Sometimes I made mistakes but the main issue is that after employing redirecting using 301s and internal rewriting many of the old URLs still exist.
How do I get rid of them? I'm sure google is penalising me for so-called duplicate content.
They are dynamic URLs in that content is provided by a database into a standard template for each product.
I've seen people talk about using robots noindex etc then go to google and use the remove URL request but that process appears to apply to single URLs. What should I do?
Google won't get rid of them because it says they are functioning even though many have no content but just an outer template.

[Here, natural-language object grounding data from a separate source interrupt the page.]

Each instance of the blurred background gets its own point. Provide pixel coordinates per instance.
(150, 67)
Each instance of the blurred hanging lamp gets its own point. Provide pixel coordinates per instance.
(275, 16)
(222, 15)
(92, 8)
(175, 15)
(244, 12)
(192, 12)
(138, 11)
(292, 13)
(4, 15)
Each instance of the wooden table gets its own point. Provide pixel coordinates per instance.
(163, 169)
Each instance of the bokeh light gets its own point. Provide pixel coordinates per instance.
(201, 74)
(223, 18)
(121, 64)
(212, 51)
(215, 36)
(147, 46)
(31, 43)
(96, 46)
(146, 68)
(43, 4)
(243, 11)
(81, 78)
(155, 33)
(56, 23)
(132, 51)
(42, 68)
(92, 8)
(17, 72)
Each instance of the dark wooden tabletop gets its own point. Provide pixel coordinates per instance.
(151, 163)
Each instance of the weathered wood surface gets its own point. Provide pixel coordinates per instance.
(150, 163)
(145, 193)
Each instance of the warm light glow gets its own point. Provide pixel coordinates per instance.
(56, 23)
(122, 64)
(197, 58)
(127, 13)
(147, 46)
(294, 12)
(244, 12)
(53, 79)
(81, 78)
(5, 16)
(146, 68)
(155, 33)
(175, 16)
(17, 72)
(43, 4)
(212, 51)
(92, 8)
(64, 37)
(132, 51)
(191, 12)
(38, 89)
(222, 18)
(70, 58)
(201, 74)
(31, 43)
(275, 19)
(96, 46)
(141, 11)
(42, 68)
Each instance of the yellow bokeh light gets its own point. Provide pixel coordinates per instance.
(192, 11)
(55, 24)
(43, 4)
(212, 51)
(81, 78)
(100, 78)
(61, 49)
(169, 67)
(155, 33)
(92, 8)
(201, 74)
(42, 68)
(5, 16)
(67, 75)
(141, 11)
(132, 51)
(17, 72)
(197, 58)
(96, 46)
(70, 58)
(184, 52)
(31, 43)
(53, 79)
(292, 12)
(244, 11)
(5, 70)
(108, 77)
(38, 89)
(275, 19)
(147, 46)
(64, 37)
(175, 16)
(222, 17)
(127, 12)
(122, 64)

These pages came back after the 6-month removal was over and I was not able to delete them again using url-removal. (besides, the url-removal doesn't really remove them anyway).
Solution:
I'm using the new sitemap G feature. I hand coded the none existent pages into the site map and within 72 hours they are totally gone from my site: command.
I've recently submitted a full correct sitemap and was waiting for things to settle before submitting a sitemap full of old links. I didn't want to be the guinea pig for such an experiment.
Doing a site:url in google switches between two sets of results, one with tons of old wrong links (including http:// example.co.uk) and one with pretty much just the sitemap submitted URLs. Which will it settle on?
I think I might try your method to flush out the remaining few duff pages after this fiasco has settled.